High altitude wasn't the only thing taking away moviegoers' breath at this year's Telluride Film Festival, held in a Rocky Mountain town nearly 10,000 feet above sea level.
They also were light-headed about Carey Mulligan, 24, star of An Education and a best actress Oscar contender for a portrayal drawing comparisons to young Audrey Hepburn. Mulligan plays Jenny, a winsome teenager in 1961 London whose affair with an older man named David (Peter Sarsgaard) paves the way to first heartbreak and lessons learned from it.
Some lessons are esoteric; Jenny's lover deals in classical art and enjoys Parisian holidays. Others are dreadfully personal, as David turns out to be something other than Jenny expected. The screenplay by Nick Hornby (High Fidelity, About a Boy) is based on a memoir by British journalist Lynn Barber.
An Education is currently playing in select Tampa Bay area theaters.
Mulligan also stars in the upcoming Iraq War drama Brothers, alongside Jake Gyllenhaal, Natalie Portman and Tobey Maguire. She's currently filming Oliver Stone's Wall Street 2: Money Never Sleeps with her reported boyfriend Shia LaBeouf.
But at Telluride in September, Mulligan was all about An Education, briefly speaking about preparing her role. Here's what she had to say about …
Researching an era occurring before she was born: "I'd love to say that I did a lot of very clever research. I watched films and listened to music but, really, everything for me it was all in the script, what Nick wrote.
"I soaked up for a couple of weeks with this cabdriver who'd take me to work every day during preproduction, who was 16 in the early '60s. He would talk for hours and I listened. I listened to a lot of French music. I spent, like, a week looking up pre-Raphaelite paintings. But that's about it.
"I do this thing when I do a job where I get a book, and I cut and stick and paste, and do a lot of light writing in the margins. It all makes me feel like I have a better idea of what I'm doing. Then I get on set and I lose the book; then it means nothing."

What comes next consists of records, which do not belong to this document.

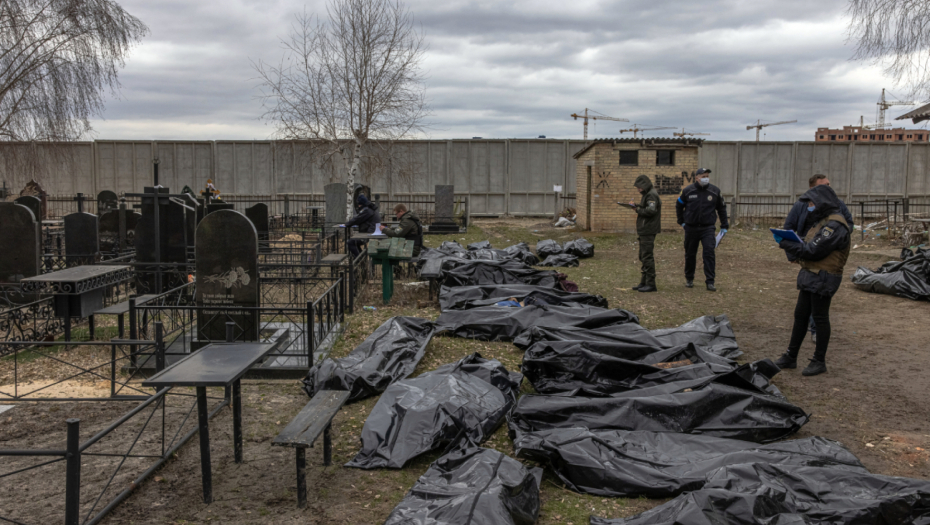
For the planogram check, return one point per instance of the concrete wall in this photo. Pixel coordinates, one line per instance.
(501, 175)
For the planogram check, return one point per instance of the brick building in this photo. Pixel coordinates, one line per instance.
(605, 171)
(858, 134)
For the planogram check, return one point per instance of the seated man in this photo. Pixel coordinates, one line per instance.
(410, 228)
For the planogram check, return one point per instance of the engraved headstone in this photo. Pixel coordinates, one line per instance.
(33, 203)
(81, 238)
(443, 220)
(227, 276)
(19, 243)
(335, 203)
(107, 200)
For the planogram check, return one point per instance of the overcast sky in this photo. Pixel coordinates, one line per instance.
(520, 68)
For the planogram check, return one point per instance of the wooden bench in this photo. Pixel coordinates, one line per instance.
(316, 418)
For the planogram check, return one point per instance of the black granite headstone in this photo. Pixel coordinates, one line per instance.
(20, 243)
(33, 203)
(443, 220)
(81, 238)
(106, 200)
(335, 203)
(227, 276)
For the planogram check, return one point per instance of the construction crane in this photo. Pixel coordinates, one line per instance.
(759, 125)
(884, 104)
(636, 129)
(598, 116)
(687, 133)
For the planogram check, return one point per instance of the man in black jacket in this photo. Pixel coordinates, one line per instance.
(822, 256)
(796, 222)
(697, 209)
(365, 218)
(648, 225)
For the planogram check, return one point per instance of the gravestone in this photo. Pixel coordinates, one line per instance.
(227, 276)
(107, 200)
(258, 214)
(335, 194)
(33, 203)
(443, 220)
(19, 243)
(81, 238)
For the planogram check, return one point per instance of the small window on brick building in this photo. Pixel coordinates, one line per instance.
(629, 158)
(665, 157)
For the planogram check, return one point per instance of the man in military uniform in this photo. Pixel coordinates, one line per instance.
(410, 228)
(648, 224)
(697, 209)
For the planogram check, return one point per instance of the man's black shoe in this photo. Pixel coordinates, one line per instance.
(815, 368)
(786, 361)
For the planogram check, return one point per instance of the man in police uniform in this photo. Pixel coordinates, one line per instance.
(697, 209)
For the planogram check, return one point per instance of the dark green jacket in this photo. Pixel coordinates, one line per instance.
(410, 229)
(649, 210)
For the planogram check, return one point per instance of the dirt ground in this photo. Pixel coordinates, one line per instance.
(872, 399)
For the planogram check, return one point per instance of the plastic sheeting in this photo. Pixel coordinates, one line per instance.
(713, 334)
(473, 273)
(562, 260)
(909, 279)
(619, 463)
(728, 405)
(503, 323)
(580, 248)
(389, 354)
(548, 247)
(521, 252)
(601, 368)
(466, 400)
(468, 297)
(759, 494)
(475, 486)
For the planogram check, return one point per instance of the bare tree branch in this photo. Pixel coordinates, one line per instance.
(57, 58)
(351, 79)
(896, 35)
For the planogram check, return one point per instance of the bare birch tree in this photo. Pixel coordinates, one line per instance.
(351, 79)
(57, 60)
(895, 34)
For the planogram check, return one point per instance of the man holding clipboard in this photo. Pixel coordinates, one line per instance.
(822, 255)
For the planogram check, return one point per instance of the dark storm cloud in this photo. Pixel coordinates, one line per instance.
(518, 69)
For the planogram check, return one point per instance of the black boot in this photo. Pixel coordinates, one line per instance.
(815, 368)
(786, 361)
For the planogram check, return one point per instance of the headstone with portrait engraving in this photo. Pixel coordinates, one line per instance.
(335, 195)
(227, 277)
(443, 218)
(20, 243)
(82, 240)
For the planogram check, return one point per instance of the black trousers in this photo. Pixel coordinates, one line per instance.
(647, 244)
(811, 305)
(703, 235)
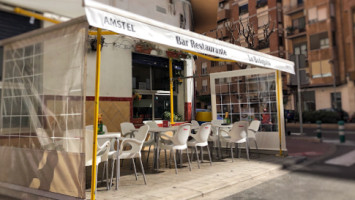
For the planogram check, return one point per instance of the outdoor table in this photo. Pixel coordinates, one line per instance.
(218, 137)
(117, 137)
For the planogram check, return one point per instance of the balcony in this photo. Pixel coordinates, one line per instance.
(295, 32)
(290, 10)
(223, 15)
(211, 34)
(223, 33)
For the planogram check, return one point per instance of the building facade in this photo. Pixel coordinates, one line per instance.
(232, 16)
(323, 32)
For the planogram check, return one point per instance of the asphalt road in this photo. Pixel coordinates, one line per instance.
(327, 134)
(313, 179)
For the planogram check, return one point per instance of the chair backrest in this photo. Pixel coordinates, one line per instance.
(126, 127)
(142, 133)
(203, 132)
(238, 131)
(152, 124)
(182, 134)
(254, 125)
(91, 127)
(215, 123)
(88, 144)
(194, 123)
(253, 128)
(43, 138)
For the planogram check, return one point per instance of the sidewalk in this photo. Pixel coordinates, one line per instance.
(213, 182)
(347, 126)
(241, 174)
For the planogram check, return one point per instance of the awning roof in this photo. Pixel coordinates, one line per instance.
(127, 23)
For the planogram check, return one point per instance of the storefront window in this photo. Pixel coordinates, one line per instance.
(248, 98)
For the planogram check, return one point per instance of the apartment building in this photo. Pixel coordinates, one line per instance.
(323, 32)
(232, 16)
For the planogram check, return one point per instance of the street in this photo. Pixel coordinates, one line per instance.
(314, 178)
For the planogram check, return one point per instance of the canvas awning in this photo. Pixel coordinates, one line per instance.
(107, 17)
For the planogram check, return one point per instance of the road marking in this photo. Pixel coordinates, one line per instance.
(347, 159)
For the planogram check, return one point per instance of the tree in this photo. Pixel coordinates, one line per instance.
(248, 31)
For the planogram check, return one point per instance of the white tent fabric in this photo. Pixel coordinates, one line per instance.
(126, 23)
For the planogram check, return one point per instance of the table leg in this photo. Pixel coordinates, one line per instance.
(117, 163)
(219, 145)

On Barber: "She's a journalist in London for the Guardian who is quite famous for writing fairly ruthless interviews with people she tamps down quite a bit. I was a bit scared of her.
"But she did this autobiographical piece that Nick adapted, just this small year of her life when she met this older man. I read that piece then I read the script. That was it. I didn't try to find out anything else about her. Things I heard about her later life were not helpful.
"She came on set one day when we were filming in a schoolroom, and she was really nervous. I don't know, she didn't strike me as someone who would be nervous, but she was shaking. We shook hands then she watched the monitor for about 20 minutes, then she left.
"I thought: 'Crikey, she hates me.' I haven't spoken to her since, but I know she has seen the film and she liked it, I think. Or else she lied."